Setting up an STM32F4 as an SPI device with FreeRTOS and STM32MXCube

In this post I’ll go over my steps to get an STM32F4xx microcontroller running FreeRTOS as an SPI peripheral/device/slave using DMA so it can run in the background while the main task is running. There are a lot of examples online of setting up STM32 SPI controllers, but very few where it is used in slave mode, especially with DMA and integrating this with FreeRTOS. In particular, the main problem I found is that by default, all the interrupt handlers have the highest possible priority (priority 0), which means that you can’t call FreeRTOS API functions from inside them. This means, for example, that you can’t send a notification to wake a thread from the interrupt handler. The solution is to reduce the priority of the DMA interrupt handler to below the level the FreeRTOS handler is running, as described below.

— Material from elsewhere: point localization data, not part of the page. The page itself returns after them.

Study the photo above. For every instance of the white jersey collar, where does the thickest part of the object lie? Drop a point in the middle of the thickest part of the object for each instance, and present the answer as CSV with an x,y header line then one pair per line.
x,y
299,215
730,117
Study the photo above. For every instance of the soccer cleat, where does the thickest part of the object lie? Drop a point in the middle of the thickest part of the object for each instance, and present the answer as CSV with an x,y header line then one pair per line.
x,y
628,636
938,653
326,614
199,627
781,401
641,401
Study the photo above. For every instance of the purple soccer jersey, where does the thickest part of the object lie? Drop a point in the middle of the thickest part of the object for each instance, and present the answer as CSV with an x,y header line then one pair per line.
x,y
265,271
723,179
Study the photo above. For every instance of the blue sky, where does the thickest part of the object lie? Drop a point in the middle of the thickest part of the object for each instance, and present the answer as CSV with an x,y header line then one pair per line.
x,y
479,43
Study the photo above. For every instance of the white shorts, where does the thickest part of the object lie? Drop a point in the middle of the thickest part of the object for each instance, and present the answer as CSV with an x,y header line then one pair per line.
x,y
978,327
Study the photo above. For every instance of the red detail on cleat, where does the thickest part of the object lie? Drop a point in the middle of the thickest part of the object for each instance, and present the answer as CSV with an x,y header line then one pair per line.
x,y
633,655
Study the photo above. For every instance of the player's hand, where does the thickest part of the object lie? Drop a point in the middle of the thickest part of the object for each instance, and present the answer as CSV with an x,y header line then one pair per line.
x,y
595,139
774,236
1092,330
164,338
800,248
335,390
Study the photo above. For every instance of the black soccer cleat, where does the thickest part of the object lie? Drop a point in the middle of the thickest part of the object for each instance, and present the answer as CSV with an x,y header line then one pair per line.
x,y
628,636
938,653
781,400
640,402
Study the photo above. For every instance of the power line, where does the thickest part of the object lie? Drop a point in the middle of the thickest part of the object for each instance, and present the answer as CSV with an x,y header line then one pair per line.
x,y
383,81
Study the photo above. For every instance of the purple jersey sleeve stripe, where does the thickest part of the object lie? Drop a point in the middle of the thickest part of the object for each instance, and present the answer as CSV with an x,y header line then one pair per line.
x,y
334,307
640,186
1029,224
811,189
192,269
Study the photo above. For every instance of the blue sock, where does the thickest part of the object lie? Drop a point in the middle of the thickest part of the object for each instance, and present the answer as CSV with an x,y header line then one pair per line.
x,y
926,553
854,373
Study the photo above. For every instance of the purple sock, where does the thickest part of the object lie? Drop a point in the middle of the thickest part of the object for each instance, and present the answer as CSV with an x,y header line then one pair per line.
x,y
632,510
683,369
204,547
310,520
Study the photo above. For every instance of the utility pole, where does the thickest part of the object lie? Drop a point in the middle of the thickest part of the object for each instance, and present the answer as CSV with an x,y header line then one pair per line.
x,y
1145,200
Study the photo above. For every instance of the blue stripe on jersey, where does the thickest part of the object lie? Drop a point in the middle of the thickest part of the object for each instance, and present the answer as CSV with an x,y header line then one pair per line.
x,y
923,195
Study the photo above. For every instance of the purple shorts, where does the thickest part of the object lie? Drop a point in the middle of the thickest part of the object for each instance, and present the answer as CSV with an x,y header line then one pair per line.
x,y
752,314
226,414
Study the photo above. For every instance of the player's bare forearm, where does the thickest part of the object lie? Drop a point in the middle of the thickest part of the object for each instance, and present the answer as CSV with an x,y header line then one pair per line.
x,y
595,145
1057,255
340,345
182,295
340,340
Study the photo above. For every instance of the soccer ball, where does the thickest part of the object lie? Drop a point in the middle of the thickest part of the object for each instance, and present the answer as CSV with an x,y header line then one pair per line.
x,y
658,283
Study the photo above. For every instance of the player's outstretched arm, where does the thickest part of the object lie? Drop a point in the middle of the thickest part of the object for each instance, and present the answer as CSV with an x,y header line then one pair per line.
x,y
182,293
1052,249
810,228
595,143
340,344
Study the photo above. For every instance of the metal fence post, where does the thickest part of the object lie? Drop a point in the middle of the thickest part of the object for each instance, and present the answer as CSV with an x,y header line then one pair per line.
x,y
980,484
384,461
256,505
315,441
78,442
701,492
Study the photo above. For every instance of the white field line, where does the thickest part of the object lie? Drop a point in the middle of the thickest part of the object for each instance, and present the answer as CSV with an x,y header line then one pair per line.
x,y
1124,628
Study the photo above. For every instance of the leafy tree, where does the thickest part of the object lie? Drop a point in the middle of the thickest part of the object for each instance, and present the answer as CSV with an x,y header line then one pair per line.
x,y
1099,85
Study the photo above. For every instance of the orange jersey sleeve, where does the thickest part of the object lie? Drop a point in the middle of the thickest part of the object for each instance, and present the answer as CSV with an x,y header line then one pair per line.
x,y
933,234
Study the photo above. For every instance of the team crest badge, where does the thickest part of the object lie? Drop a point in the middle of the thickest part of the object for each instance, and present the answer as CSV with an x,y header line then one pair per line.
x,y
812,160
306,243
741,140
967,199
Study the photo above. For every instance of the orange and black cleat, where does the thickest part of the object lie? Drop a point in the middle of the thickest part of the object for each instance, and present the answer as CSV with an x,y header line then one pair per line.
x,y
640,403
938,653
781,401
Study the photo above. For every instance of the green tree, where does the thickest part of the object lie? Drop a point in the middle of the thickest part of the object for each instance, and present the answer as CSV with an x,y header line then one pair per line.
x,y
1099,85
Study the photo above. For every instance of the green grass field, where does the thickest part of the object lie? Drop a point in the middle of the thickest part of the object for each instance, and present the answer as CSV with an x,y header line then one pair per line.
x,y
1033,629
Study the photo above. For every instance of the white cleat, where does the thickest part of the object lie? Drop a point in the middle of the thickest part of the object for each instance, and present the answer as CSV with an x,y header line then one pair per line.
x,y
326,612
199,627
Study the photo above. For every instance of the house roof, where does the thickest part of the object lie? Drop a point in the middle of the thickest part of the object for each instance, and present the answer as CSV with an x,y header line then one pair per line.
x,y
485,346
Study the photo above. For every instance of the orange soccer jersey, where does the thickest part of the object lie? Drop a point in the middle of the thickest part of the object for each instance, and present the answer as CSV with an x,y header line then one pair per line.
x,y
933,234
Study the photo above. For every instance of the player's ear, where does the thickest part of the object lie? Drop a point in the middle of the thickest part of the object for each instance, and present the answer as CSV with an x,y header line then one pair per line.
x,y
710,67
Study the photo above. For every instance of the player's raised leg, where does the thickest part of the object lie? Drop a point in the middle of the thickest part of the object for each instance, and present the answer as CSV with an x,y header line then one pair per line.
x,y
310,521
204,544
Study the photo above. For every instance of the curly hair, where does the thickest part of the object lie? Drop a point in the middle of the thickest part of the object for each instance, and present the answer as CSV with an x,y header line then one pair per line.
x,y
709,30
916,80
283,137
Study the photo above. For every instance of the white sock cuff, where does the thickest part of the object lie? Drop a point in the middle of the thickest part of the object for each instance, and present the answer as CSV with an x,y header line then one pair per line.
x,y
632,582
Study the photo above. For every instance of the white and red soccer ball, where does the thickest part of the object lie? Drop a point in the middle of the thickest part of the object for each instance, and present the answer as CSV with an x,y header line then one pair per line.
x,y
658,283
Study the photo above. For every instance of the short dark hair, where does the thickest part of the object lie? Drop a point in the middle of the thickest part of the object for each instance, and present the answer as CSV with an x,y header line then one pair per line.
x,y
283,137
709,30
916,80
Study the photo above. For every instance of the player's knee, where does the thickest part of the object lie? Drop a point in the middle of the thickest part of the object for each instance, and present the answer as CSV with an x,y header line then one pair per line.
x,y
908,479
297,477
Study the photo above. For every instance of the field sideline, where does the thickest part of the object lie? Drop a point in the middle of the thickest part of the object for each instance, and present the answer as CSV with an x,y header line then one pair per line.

This post will focus on the SPI setup and configuration steps using STM32CubeMX, rather than the whole system design and communication protocol (that will be a future post). The final application will have a raspberry pi controller talking over as shared SPI bus to a number of STM32F412 devices, each running FreeRTOS. For the purposes of this post however, I will use a raspberry pi connected to a single STM32F4 discovery board (which has an STM32F407 MCU on it, which for the purposes of this post behaves identically).

Raspberry pi to STM32F4 discovery board test setup. Note the 4-wires forming the SPI bus between the two (plus a ground wire which is not strictly necessary because the USB connected to both forms a ground reference already)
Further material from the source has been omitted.